- 12 a 20 semanas de ponta a ponta, em 4 fases: pré-lançamento (8–12 sem.), janela de lançamento (-2 a +2 sem. do TGE), dia do TGE, e pós-TGE (30/60/90 dias).
- Antes de qualquer papo de preço, monte 500 a 2.000 membros genuínos e prove que a narrativa ressoa (gente de fora do time explicando o projeto com as próprias palavras).
- Reparta a verba: 30–40% comunidade + KOL, 25–30% aquisição paga, 15–20% PR e conteúdo.
- KOL não é compra de post. Relacionamento leva semanas, e quem combina KOL com comunidade, PR e conteúdo converte muito mais que quem depende de influencer isolado.
- A fase mais subfinanciada e mais decisiva é a pós-TGE. No airdrop da Uniswap, ~75% das carteiras venderam em 7 dias e ~93% acabaram vendendo tudo.
- Meça as métricas certas (retenção 30/60/90, governança, ativação de utilidade), não as de vaidade (TVL, holders, seguidores).
As 4 fases macro
Antes do detalhe semanal, o esqueleto:
| Fase | Janela | Objetivo central |
|---|
| Pré-lançamento | Semanas -16 a -4 | Provar que a narrativa ressoa + montar comunidade genuína |
| Janela de lançamento | -2 a +2 semanas do TGE | Converter observadores em participantes e usuários em advogados |
| Dia do TGE | Semana 0 | Execução coordenada (media blitz, KOLs escalonados, moderação 24/7) |
| Pós-TGE | +30 / +60 / +90 dias | Reter — converter especulador em participante |
O "dia do lançamento" é uma fração minúscula do programa. O trabalho de verdade acontece antes e depois.
O playbook semana a semana
Semanas -16 a -12 — Narrativa e fundação
Aqui não se fala de token. Fala-se de por que o projeto importa.
Reserve cerca de um mês só pra pesquisa de narrativa. A pergunta não é "qual o preço justo do token", e sim "que problema real isso resolve, e por que agora". A narrativa vem antes do preço, sempre.
Um framework útil é a sequência narrativa em quatro estágios: (1) teasing da visão, (2) educação sobre o papel do token, (3) revelação da mecânica (elegibilidade, supply, datas) e (4) guia de participação. A tentação de anunciar tudo de uma vez é grande, mas resista. Clareza distribuída no tempo previne FUD.
O sinal de que a narrativa está pronta: gente de fora do time começa a explicar o valor do projeto com as próprias palavras.
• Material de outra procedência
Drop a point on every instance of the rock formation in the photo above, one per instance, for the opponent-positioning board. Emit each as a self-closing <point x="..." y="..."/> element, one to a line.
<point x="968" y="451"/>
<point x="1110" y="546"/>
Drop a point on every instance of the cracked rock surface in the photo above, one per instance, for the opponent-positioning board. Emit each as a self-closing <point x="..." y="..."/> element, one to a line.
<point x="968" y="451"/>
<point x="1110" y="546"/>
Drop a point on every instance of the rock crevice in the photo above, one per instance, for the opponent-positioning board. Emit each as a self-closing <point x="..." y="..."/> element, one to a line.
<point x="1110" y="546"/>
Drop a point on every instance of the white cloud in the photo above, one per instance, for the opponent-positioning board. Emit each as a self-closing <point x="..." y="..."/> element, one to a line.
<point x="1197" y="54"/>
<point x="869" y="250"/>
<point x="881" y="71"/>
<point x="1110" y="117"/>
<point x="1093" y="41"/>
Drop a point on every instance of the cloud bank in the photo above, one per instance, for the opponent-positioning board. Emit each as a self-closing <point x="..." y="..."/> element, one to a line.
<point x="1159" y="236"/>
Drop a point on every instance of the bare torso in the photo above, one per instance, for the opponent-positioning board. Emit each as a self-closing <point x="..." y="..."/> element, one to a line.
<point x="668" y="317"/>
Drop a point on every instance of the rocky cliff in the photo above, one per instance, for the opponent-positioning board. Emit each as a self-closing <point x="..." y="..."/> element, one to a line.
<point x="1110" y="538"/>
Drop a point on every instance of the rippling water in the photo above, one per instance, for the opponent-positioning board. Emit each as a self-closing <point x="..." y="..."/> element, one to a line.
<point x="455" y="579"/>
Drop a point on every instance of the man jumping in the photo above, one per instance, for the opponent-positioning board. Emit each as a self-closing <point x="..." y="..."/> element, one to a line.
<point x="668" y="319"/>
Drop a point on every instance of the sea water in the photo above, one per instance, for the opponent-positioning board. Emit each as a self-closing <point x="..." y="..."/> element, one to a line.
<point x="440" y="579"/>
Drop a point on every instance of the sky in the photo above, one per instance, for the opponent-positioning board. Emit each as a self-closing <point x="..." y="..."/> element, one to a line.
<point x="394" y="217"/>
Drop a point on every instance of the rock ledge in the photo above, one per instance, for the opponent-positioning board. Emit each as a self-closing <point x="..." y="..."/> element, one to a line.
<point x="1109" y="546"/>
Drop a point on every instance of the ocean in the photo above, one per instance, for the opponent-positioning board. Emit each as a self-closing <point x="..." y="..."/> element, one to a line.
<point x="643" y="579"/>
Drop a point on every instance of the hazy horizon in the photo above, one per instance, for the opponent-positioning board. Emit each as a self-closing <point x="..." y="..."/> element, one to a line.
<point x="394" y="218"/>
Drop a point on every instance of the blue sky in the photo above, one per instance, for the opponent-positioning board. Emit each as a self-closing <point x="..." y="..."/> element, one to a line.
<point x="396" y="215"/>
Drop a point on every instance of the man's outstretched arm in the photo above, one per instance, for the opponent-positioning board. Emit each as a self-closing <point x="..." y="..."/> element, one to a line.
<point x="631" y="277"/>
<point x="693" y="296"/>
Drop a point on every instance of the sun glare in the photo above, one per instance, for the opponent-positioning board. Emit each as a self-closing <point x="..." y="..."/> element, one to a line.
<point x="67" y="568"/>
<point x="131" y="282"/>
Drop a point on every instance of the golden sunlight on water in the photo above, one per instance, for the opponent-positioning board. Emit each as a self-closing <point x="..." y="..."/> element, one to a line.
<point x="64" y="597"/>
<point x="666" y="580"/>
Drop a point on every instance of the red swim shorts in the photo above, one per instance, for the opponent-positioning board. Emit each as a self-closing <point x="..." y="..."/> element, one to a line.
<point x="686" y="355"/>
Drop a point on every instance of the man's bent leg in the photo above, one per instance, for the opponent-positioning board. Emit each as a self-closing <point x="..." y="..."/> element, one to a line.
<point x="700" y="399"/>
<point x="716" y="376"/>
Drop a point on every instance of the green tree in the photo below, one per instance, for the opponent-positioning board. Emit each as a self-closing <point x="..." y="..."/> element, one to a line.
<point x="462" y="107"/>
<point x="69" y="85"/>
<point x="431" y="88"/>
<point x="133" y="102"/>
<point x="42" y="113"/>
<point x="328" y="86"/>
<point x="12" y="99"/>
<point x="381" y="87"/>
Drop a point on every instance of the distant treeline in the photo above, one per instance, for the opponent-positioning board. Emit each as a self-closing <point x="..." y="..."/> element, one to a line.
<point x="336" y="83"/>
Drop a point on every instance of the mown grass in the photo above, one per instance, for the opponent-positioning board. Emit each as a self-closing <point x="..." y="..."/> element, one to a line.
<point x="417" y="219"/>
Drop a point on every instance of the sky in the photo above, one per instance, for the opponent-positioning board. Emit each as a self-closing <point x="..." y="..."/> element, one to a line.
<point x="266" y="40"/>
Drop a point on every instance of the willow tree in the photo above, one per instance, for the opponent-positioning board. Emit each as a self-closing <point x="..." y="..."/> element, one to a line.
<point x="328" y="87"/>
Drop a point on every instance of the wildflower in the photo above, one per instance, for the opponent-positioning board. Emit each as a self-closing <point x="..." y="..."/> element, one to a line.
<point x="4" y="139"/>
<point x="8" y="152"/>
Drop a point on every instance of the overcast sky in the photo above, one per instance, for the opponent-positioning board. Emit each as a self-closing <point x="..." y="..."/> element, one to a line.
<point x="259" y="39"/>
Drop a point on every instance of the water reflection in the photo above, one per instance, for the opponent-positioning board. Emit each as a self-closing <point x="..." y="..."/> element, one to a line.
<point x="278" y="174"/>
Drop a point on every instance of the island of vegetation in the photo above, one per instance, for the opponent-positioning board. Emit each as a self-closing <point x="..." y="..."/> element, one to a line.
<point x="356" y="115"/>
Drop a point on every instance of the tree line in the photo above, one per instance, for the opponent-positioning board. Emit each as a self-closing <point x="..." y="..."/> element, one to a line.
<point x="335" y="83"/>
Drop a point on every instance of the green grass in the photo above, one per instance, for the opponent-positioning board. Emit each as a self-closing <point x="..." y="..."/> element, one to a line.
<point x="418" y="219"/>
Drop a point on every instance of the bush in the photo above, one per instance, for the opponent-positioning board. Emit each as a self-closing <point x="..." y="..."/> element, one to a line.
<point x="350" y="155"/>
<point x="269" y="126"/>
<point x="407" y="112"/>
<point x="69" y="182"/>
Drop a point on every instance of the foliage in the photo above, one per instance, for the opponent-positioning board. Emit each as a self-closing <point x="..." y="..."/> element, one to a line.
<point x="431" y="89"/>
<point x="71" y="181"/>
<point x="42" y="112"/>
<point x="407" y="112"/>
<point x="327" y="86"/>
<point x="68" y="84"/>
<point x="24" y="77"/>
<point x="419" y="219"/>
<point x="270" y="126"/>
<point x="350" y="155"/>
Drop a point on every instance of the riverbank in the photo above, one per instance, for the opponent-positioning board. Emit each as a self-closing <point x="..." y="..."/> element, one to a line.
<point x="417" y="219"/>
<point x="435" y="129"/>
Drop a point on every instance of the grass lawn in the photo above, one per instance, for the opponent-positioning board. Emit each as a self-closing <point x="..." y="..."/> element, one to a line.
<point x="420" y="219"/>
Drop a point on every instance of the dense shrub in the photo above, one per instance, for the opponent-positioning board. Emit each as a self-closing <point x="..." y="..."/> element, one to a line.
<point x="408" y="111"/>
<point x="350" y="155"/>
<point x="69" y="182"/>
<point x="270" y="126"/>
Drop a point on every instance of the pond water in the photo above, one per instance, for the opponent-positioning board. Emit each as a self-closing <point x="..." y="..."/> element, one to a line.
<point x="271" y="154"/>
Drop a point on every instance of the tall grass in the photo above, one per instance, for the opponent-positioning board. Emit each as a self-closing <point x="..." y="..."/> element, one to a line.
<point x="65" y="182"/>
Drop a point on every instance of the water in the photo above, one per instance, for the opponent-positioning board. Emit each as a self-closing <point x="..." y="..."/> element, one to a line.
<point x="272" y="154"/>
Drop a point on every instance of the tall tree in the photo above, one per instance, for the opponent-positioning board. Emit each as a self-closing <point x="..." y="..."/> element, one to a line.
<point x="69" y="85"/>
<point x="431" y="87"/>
Se isso ainda não acontece, você não está pronto pra construir comunidade em cima dela.
Semanas -12 a -8 — Construção de comunidade
Meta concreta: 500 a 2.000 membros genuínos antes de qualquer hype de preço. Genuínos, não bots nem caçadores de airdrop de plantão.
Escolha de canal importa:
- Telegram é a camada de anúncio e suporte rápido. É o default global de cripto (mais de 1 bilhão de usuários mensais, um terço deles engaja com cripto). No Brasil, praticamente obrigatório.
- Discord é a camada de engajamento long-form, ideal pra NFT, GameFi e DAO, onde a conversa é mais densa e segmentada por canal.
O motor mais barato de comunidade nesta fase é o testnet incentivado: você gera atividade e pertencimento sem gastar o dinheiro do usuário. A Berachain construiu um ecossistema inteiro em cima disso, transformando testnet e uma cultura de meme própria ("ooga booga", "henlo", "bm") num fosso de identidade antes da mainnet. A Monad fez o mesmo com os "Nads" no Discord e waves de devnet/testnet que viraram deployers de mainnet. Testnet não é só técnico: é ativação de comunidade, e a linguagem interna que nasce ali é o que VC nenhum compra.
Semanas -8 a -4 — Conteúdo e ativação de KOL
Aqui muita gente queima dinheiro. O erro clássico é tratar KOL como mídia programática: pagar por post, medir por alcance.
Relacionamento com KOL leva múltiplas semanas. O influenciador precisa entender o produto de verdade antes de falar dele, senão o público fareja o script pago na hora. Comece o outreach agora, não na véspera.
Ordem de grandeza das faixas de custo praticadas no mercado (referência, varia muito por nicho e formato):
- Micro / mid-tier Telegram (5k–50k): ~US$ 3k–8k/mês
- Educadores (50k–200k): ~US$ 10k–25k/mês
- Canais grandes (500k+): ~US$ 30k–50k+/mês
O insight que economiza orçamento: KOL isolado quase sempre rende menos que KOL integrado a comunidade, PR e conteúdo, porque a mesma audiência é tocada por vozes diferentes que se reforçam. E um micro-KOL bem escolhido, com audiência engajada e nichada, frequentemente bate uma conta gigante e genérica em conversão real, não em alcance de vaidade.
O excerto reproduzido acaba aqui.